Another Day in the Country
Restoring to bribery
© Another Day in the Country
This is my question to you: How will the generations coming after us protect the natural environment if they don’t even know the names of things that are precious?
A tree becomes just a nuisance — dropping limbs and leaves, having the temerity to fall down in our path, coming up and growing where we want something else, and fit only for burning.
Birds become generic moving objects — targets to be shot at when kids get their first BB guns.
A butterfly is just another bug to catch; a flower, something to randomly pick and discard a few steps farther on; a tomato, something to throw; vegetables, generic items from the store, most convenient out of a can or found in the freezer section.
My fascination, as well as my education, about the natural world around me came from my mother.
She loved growing things. She had fond memories of a shelter belt her father had planted west of Ramona that contained all kinds of trees, including apple and plum. She knew their names.

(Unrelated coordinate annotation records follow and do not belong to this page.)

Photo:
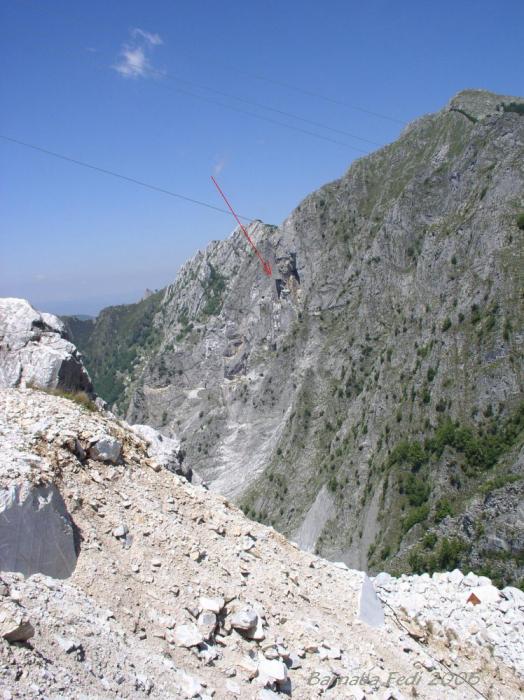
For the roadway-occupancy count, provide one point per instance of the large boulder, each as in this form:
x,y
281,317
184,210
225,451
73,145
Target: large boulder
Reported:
x,y
36,532
34,350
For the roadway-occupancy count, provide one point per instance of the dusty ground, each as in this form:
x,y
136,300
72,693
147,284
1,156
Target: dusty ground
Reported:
x,y
151,545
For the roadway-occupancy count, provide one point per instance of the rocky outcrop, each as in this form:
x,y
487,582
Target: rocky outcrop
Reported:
x,y
35,351
375,376
176,594
164,450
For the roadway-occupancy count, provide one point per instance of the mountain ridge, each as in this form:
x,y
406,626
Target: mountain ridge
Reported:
x,y
393,310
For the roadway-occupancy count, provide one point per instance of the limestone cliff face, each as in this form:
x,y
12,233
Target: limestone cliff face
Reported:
x,y
34,349
365,398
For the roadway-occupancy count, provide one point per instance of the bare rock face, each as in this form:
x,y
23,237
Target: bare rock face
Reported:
x,y
315,398
164,450
34,350
36,533
178,595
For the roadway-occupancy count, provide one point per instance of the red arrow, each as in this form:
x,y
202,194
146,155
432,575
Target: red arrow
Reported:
x,y
265,264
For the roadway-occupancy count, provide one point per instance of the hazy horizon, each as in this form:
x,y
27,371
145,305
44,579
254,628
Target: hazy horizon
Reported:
x,y
170,95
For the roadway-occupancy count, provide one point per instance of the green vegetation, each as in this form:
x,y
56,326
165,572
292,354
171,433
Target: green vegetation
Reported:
x,y
115,342
214,288
78,397
446,555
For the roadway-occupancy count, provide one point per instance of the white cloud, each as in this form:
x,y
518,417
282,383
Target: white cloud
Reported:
x,y
153,39
134,59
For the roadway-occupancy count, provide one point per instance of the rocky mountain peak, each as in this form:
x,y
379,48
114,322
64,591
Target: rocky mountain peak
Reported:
x,y
366,399
35,350
479,104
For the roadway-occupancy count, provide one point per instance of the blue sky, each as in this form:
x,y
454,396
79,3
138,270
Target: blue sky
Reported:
x,y
107,83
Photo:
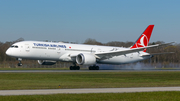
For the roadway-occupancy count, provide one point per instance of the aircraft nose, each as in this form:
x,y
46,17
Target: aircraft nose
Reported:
x,y
8,52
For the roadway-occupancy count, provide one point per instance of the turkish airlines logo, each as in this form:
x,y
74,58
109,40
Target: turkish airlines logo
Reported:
x,y
143,41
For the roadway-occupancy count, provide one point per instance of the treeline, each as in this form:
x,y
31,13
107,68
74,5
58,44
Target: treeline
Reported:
x,y
163,58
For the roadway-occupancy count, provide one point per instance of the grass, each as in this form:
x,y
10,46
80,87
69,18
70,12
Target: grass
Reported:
x,y
9,81
144,96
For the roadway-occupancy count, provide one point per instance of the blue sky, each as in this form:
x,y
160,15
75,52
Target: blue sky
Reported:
x,y
78,20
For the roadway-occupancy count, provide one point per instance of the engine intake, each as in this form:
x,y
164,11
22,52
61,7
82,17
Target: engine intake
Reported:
x,y
46,62
85,59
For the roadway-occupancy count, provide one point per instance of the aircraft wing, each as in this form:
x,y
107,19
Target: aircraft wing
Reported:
x,y
110,54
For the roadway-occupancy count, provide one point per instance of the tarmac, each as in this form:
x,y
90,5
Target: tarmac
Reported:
x,y
86,90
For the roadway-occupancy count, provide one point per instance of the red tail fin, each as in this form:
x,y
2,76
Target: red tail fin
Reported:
x,y
143,40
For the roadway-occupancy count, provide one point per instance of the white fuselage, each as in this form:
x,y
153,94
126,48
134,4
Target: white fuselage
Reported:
x,y
65,52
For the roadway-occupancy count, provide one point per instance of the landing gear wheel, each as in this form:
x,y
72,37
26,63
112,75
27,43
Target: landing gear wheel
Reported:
x,y
19,64
93,67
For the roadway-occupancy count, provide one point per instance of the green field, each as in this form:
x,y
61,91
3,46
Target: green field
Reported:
x,y
144,96
9,81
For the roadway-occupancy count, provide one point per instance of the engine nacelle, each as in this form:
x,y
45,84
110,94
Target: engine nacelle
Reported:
x,y
85,59
46,62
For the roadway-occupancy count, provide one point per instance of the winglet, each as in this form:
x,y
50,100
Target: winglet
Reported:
x,y
143,40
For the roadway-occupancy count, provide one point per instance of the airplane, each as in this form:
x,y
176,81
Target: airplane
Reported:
x,y
47,53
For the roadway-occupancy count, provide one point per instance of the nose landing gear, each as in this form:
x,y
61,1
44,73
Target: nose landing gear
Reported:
x,y
74,67
94,67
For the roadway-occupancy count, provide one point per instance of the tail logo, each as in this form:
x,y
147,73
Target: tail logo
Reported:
x,y
143,41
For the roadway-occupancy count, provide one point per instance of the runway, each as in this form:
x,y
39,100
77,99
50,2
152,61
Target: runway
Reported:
x,y
86,90
122,70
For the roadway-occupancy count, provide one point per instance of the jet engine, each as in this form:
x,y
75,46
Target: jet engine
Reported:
x,y
46,62
85,59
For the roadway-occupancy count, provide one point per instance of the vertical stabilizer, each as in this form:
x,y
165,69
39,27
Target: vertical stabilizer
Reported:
x,y
143,40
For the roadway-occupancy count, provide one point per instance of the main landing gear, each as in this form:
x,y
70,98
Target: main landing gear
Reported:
x,y
74,67
19,59
94,67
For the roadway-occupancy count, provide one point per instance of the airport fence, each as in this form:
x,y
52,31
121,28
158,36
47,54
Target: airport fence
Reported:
x,y
134,66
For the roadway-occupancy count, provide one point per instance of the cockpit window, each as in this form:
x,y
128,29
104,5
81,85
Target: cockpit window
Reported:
x,y
14,46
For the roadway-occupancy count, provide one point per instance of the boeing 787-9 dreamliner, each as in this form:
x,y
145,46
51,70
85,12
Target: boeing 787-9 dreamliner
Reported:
x,y
47,53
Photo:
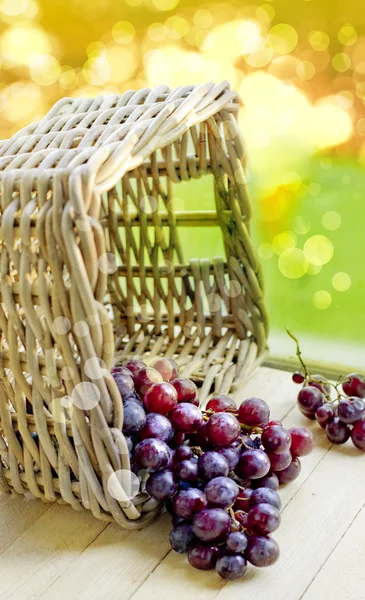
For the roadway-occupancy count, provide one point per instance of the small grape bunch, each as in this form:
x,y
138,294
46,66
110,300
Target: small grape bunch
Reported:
x,y
217,470
339,408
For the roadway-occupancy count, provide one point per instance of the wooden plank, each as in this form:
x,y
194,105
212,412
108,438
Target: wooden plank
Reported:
x,y
37,558
343,575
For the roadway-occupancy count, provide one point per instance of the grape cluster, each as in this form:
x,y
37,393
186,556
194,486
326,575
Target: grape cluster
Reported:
x,y
217,470
340,413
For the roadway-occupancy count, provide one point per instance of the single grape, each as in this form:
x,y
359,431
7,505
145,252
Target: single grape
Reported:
x,y
325,414
253,464
186,390
269,481
358,435
144,378
310,399
254,412
243,500
223,429
188,502
157,426
221,491
297,377
134,365
337,432
276,439
211,464
161,485
182,537
187,470
166,366
231,454
351,410
203,556
279,462
183,453
211,524
186,418
231,566
160,398
354,385
221,404
265,496
290,473
263,519
236,541
262,551
152,454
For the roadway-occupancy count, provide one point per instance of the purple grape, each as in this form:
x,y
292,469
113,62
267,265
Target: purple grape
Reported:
x,y
276,439
188,502
253,464
324,414
203,556
182,537
254,412
134,418
337,432
265,496
221,491
358,435
351,410
236,541
263,519
161,485
231,566
211,464
152,454
262,551
157,426
211,524
222,429
269,481
290,473
231,454
187,470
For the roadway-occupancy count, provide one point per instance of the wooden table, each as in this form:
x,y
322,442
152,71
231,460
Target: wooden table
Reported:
x,y
52,552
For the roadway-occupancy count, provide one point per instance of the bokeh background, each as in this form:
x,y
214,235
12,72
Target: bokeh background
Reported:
x,y
300,69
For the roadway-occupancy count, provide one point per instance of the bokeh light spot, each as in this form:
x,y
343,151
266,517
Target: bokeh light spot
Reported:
x,y
318,250
341,281
293,263
322,299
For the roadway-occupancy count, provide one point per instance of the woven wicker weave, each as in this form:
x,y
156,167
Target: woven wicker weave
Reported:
x,y
75,188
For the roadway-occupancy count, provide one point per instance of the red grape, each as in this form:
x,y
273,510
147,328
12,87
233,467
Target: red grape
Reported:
x,y
262,551
276,439
358,435
254,412
188,502
221,404
186,390
351,410
303,441
160,398
221,491
263,519
211,524
337,432
222,429
186,418
203,556
231,566
253,464
290,473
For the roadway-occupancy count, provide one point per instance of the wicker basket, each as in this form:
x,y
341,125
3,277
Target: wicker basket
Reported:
x,y
74,192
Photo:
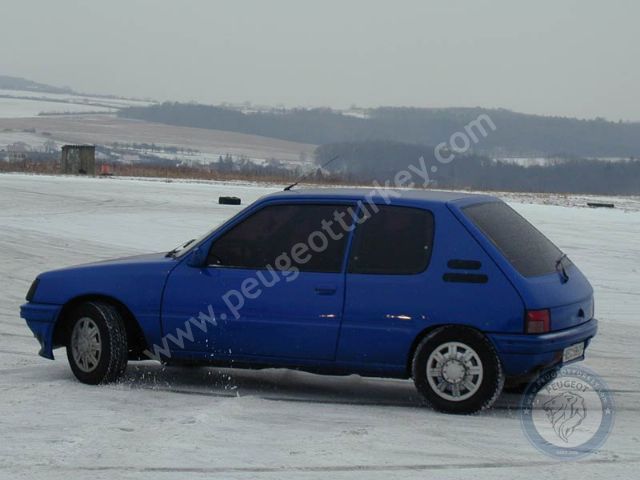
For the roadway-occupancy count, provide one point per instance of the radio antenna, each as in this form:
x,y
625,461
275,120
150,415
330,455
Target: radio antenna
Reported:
x,y
286,189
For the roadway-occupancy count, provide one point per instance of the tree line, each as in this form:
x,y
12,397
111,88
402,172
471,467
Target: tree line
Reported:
x,y
516,134
380,161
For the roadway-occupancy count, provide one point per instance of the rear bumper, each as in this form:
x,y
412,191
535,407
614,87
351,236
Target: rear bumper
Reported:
x,y
41,320
522,354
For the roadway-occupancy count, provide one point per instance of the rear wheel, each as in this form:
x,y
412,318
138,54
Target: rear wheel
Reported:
x,y
457,370
97,343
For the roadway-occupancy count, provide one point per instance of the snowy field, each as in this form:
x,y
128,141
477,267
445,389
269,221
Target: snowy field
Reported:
x,y
165,423
107,129
25,108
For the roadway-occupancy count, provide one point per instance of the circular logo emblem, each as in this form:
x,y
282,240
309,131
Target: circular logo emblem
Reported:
x,y
567,413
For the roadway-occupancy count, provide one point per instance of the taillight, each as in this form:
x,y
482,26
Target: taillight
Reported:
x,y
537,321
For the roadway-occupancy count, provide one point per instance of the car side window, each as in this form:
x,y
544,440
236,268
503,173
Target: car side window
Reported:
x,y
393,241
258,241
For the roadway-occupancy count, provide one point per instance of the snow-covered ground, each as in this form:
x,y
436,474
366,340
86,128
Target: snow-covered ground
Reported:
x,y
25,108
171,423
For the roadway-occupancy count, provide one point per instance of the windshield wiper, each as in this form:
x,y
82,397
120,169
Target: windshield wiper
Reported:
x,y
172,253
564,276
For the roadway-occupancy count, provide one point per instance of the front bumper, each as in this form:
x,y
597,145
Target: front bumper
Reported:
x,y
523,354
41,319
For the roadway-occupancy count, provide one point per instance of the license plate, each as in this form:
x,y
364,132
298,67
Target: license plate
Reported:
x,y
573,352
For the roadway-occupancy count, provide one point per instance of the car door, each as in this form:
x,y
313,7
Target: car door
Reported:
x,y
388,286
274,281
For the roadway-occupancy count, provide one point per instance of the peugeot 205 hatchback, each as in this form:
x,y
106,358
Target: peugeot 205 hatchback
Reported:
x,y
456,291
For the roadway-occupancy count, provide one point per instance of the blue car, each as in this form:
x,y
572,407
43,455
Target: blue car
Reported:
x,y
456,291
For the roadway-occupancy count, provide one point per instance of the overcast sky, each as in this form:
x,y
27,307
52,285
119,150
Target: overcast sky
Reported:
x,y
573,58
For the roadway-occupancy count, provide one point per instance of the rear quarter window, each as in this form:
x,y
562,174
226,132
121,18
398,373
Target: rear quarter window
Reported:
x,y
523,245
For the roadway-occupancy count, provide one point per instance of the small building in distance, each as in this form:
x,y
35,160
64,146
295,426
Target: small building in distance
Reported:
x,y
78,159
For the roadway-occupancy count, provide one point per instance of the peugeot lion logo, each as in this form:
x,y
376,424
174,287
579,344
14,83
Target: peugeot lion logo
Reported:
x,y
566,412
554,411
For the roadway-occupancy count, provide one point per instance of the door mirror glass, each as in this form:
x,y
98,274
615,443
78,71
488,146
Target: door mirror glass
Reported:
x,y
197,258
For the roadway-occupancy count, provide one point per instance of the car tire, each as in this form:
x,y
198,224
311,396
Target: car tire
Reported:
x,y
97,343
457,370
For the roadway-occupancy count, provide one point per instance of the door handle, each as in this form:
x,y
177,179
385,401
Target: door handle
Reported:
x,y
325,289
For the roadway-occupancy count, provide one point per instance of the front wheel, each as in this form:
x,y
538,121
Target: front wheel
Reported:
x,y
97,343
457,370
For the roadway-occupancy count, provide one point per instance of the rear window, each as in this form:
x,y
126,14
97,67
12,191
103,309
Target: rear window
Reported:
x,y
529,251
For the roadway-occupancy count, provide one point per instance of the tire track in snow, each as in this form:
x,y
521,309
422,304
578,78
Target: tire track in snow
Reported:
x,y
321,468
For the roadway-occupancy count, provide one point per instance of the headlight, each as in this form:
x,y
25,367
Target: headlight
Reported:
x,y
32,290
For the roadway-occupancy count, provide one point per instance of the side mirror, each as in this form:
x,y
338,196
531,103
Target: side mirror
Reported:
x,y
197,258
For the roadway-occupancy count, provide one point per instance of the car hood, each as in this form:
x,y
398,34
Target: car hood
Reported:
x,y
135,260
140,276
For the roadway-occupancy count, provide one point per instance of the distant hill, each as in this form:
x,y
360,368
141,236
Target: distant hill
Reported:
x,y
516,134
381,160
19,83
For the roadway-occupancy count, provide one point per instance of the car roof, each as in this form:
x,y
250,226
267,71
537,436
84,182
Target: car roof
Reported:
x,y
408,195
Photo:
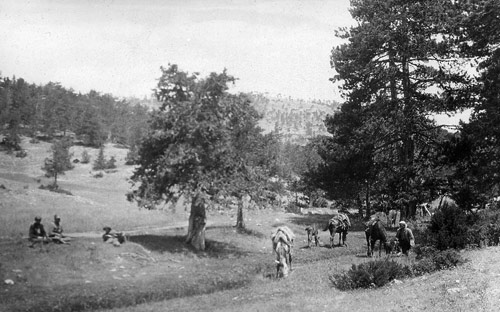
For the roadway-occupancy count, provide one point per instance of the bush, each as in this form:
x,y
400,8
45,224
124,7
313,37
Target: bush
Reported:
x,y
85,157
381,272
132,156
370,274
451,228
111,163
447,259
438,259
423,266
21,154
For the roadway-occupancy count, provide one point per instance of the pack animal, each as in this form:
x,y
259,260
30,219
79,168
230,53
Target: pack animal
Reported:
x,y
339,224
312,234
376,232
282,239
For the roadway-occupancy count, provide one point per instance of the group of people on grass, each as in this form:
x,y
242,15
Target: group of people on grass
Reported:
x,y
38,235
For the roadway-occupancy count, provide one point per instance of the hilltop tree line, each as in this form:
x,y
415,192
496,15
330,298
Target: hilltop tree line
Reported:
x,y
50,110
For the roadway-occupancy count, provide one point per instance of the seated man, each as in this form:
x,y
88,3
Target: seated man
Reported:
x,y
111,237
57,232
37,233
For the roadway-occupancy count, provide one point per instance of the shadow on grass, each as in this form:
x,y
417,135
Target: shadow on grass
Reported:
x,y
177,245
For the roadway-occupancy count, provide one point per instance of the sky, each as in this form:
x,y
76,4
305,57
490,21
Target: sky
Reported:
x,y
280,47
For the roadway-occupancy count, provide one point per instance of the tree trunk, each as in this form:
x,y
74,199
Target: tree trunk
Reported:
x,y
368,206
197,222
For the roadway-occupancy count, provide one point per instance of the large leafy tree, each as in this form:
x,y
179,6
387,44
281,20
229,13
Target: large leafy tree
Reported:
x,y
198,145
399,65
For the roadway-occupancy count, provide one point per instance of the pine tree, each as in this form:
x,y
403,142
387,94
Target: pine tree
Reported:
x,y
100,162
60,161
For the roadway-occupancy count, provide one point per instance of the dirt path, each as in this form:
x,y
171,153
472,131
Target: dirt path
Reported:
x,y
145,230
485,265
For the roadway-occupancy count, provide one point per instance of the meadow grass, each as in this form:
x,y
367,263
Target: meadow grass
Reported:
x,y
95,203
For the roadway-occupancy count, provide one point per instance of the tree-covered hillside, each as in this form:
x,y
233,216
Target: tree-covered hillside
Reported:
x,y
295,120
51,110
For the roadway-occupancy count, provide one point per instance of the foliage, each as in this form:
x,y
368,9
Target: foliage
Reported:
x,y
50,110
202,138
132,156
85,157
451,227
476,151
60,161
380,272
370,274
111,163
382,143
100,162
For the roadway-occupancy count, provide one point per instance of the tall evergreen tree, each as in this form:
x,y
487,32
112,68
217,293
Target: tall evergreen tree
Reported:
x,y
399,65
60,161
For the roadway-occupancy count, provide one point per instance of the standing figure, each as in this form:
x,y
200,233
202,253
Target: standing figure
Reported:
x,y
56,234
112,237
282,239
312,235
405,238
37,233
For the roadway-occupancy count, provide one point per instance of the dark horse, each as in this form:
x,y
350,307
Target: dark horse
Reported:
x,y
338,224
376,232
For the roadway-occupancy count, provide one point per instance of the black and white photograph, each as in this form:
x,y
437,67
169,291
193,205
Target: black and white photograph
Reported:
x,y
249,155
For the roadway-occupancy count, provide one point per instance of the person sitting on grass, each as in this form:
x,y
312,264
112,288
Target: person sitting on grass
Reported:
x,y
57,235
112,237
37,233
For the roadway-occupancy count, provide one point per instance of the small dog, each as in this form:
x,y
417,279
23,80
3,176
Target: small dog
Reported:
x,y
393,246
312,233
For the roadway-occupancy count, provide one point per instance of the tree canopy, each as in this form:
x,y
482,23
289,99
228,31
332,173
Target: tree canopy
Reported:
x,y
399,65
202,138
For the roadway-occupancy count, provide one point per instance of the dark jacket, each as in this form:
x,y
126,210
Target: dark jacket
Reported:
x,y
37,230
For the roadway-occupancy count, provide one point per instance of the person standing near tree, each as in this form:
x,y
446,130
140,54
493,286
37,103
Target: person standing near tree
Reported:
x,y
37,232
56,234
405,238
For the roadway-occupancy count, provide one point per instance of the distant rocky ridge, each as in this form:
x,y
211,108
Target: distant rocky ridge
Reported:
x,y
296,120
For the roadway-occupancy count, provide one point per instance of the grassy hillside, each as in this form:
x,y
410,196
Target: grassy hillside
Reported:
x,y
95,202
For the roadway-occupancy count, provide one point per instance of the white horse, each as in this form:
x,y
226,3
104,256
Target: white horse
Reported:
x,y
282,239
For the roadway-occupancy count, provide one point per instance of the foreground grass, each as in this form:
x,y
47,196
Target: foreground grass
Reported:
x,y
156,271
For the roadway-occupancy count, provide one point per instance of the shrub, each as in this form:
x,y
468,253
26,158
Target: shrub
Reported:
x,y
111,163
100,162
447,259
423,266
370,274
85,157
21,154
438,259
132,156
450,228
381,272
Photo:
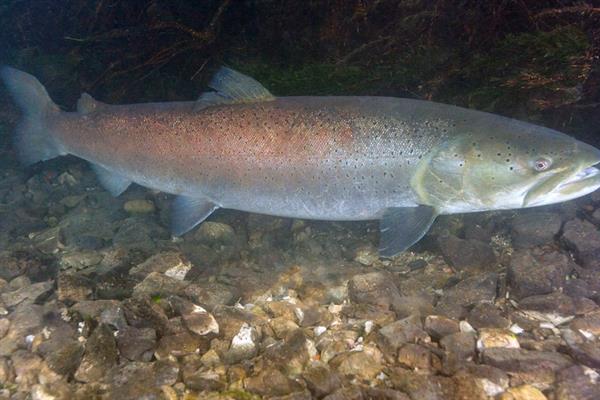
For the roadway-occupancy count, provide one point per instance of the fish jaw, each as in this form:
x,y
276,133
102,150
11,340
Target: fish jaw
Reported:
x,y
568,185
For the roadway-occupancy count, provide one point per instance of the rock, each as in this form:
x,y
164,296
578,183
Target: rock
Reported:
x,y
588,323
6,371
537,368
466,254
49,241
204,381
211,232
72,288
523,392
492,380
198,320
139,206
577,383
413,305
26,319
146,313
582,349
474,290
459,347
438,326
86,222
12,266
282,327
366,255
4,325
20,282
157,284
172,264
534,229
532,272
581,288
271,382
419,386
469,387
138,380
100,355
556,307
292,354
395,334
489,338
28,294
109,312
364,364
375,288
78,260
583,238
243,345
62,354
179,345
487,315
211,294
136,344
414,356
138,234
321,380
26,366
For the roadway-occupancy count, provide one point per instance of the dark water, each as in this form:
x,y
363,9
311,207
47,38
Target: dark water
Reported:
x,y
98,300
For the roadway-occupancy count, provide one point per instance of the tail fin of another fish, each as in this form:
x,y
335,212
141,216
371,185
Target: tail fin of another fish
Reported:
x,y
33,141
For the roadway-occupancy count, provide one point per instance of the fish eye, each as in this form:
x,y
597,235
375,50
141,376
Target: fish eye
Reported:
x,y
541,164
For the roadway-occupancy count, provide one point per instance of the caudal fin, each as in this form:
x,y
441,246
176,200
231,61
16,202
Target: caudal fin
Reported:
x,y
32,140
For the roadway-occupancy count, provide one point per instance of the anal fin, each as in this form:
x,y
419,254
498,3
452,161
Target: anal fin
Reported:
x,y
114,183
187,212
402,227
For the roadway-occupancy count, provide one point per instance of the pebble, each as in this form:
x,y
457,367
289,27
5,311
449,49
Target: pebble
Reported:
x,y
100,355
136,344
397,333
556,308
577,383
243,345
487,315
362,364
583,238
535,229
466,294
139,206
438,326
157,284
211,232
172,264
532,272
376,288
464,254
489,338
534,367
321,380
28,294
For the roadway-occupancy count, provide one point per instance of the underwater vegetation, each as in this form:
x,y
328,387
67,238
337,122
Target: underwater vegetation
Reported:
x,y
98,300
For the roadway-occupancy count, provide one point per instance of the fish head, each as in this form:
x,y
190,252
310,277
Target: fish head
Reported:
x,y
506,165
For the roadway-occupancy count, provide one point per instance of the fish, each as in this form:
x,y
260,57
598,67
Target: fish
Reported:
x,y
400,161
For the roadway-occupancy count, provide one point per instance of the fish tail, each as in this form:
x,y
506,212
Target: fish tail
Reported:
x,y
33,141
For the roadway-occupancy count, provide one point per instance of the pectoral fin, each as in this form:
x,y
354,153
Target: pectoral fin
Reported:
x,y
402,227
187,212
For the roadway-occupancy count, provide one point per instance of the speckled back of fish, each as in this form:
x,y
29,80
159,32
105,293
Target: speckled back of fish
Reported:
x,y
333,158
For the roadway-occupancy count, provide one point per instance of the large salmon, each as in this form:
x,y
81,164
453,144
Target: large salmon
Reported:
x,y
402,161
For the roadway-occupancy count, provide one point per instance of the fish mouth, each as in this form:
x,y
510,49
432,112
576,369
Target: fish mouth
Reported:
x,y
577,179
558,188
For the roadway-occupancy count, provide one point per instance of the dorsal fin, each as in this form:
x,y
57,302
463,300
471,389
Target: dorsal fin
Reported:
x,y
233,87
87,104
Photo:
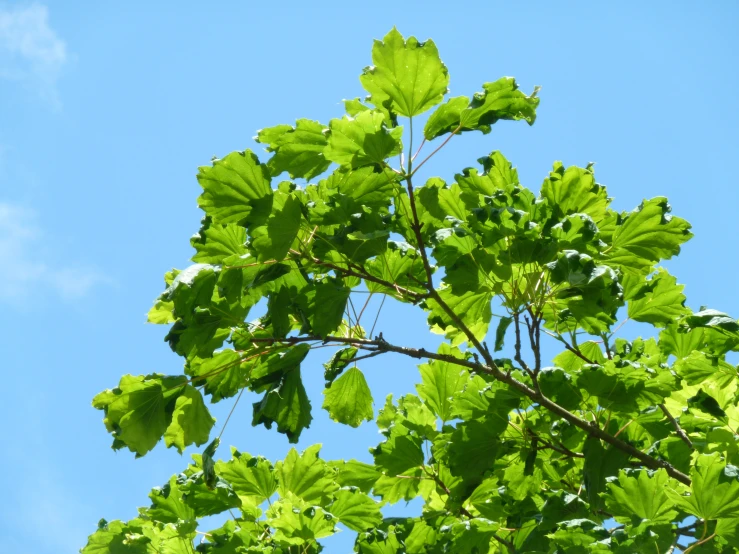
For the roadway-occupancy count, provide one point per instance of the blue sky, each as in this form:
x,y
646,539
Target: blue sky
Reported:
x,y
107,109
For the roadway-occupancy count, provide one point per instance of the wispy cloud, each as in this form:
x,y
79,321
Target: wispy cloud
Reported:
x,y
30,51
26,263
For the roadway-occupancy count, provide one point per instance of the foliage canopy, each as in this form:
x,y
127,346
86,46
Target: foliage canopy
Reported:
x,y
617,445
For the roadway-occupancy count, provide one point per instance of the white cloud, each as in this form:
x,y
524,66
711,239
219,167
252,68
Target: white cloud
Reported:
x,y
30,50
25,262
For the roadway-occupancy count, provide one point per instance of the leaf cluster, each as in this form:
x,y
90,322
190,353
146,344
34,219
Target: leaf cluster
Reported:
x,y
618,444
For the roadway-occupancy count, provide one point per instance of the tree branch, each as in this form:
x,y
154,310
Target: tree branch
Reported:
x,y
420,353
366,276
678,430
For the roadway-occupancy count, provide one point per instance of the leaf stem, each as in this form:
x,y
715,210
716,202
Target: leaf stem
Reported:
x,y
442,145
678,430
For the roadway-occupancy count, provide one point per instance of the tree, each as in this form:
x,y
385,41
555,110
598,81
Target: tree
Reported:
x,y
617,445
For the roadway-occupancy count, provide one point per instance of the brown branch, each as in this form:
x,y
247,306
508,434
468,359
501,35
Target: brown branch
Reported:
x,y
420,353
442,145
517,346
678,430
363,275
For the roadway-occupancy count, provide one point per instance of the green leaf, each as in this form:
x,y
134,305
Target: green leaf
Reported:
x,y
473,309
306,476
349,400
626,386
640,494
558,385
356,474
503,325
252,478
356,510
441,382
338,362
499,100
407,76
573,190
224,375
714,492
712,319
446,117
330,301
167,505
475,445
191,420
298,150
209,464
660,301
699,368
647,235
142,409
600,463
273,240
285,404
297,524
214,243
398,454
363,140
236,189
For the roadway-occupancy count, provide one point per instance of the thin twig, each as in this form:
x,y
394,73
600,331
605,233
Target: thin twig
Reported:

Mom loved birds. The mockingbird was her favorite. And, it seemed to me, mockingbirds always were found in her vicinity.
They used to be out at the Scully farm in Kansas City making a ruckus, and even in Boulder, when she lived there.
They were present in Oregon, and several were on the telephone wire, ever present, always singing, when she lived on the corner of 5th and D Sts. in Ramona.
Whenever we’d visit in Ramona and go to Aunt Anna’s place, she and Anna immediately would be outside, looking at flowers, watching for birds.
Mom would have her tape recorder in her purse and she’d record the bird songs, identifying them. Of course, there always was wind noise in the background.
I’ve tried to pass this love of nature on to my kids and grandson.
Since our time together is limited, I took another shot at it this summer while I had Dagfinnr in Ramona.
He was helping me in the yard one day, and I said, “Do you know what kind of a tree this is that we are pruning?”
“It’s a bald cypress,” I said. “You know I have this thing about learning the names of plants and trees. You are going to have to protect them if your generation is going to have a planet worth living on.”
I then outlined my plan.
For every plant, tree, bird, butterfly, vegetable, or flower he could identify in my yard, I’d give him a dollar.
“How long do I have?” he wanted to know.
“A month,” I answered. “You can ask me their names or you can look them up. I may tell you what they are in passing, but I’m not going to bug you about this. It’s your choice. Because I think it’s important, I’m just providing some extra incentive.”
He left last Saturday, and I was ready. I had gone to Tampa State Bank and withdrawn 100 $1 bills. (I’d wanted new ones, but they told me those were hard to come by.)
Suitcases were packed and loaded in the car.
“Are you ready, Dagfinnr?” I asked, grinning while displaying a fist full of money.
We started out across the street.
“Hackberry, cedar, tomatoes,” he grinned, “bald cypress, weeping Norwegian spruce, red dogwood, papyrus, roses,” another grin because roses were so easy, “weigela, phlox, four o’clocks, iris, liquid amber, chives, basil, oregano.”
We were walking past the herb garden.
He was pleased with himself for knowing that one.
“An apple tree (he’d climbed it), cucumbers, green beans, two kinds of peppers, potatoes (new ones coming up for fall), and cabbage.”
He’d help make sauerkraut out of the biggest head. Before he left, it was ready, and we’d had it for lunch with mashed potatoes — our very own, from the garden.
“Blackberries,” he was laughing again.
He was clutching a fist full of cash ($32 to be exact), and we were having fun, even though we were saying goodbye for a while.
“What about your tree?” I asked, holding up another dollar bill.
I thought I’d told him the name of that tree dozens of times throughout the years, as the two of them grew taller and taller.
This was a tree that had come up by the pond. I had been tempted to throw it away.
It was just a cottonwood, but I pulled it out of the rocky artificial stream bed and heeled it into a corner of my flower bed, daring it to survive the winter ahead.
It did, and I transplanted it, saved it, because it had come up the same year my grandson was born, 2007. It was to be his tree here in Kansas.
He couldn’t remember the name. After all, it is at the edge of the yard. Other trees are encroaching, and it doesn’t stand out unless you look up. It’s tall, like he is.
“It’s a cottonwood,” I prompted.
Of course, he didn’t get a buck for that one. Maybe next summer, on another day in the country.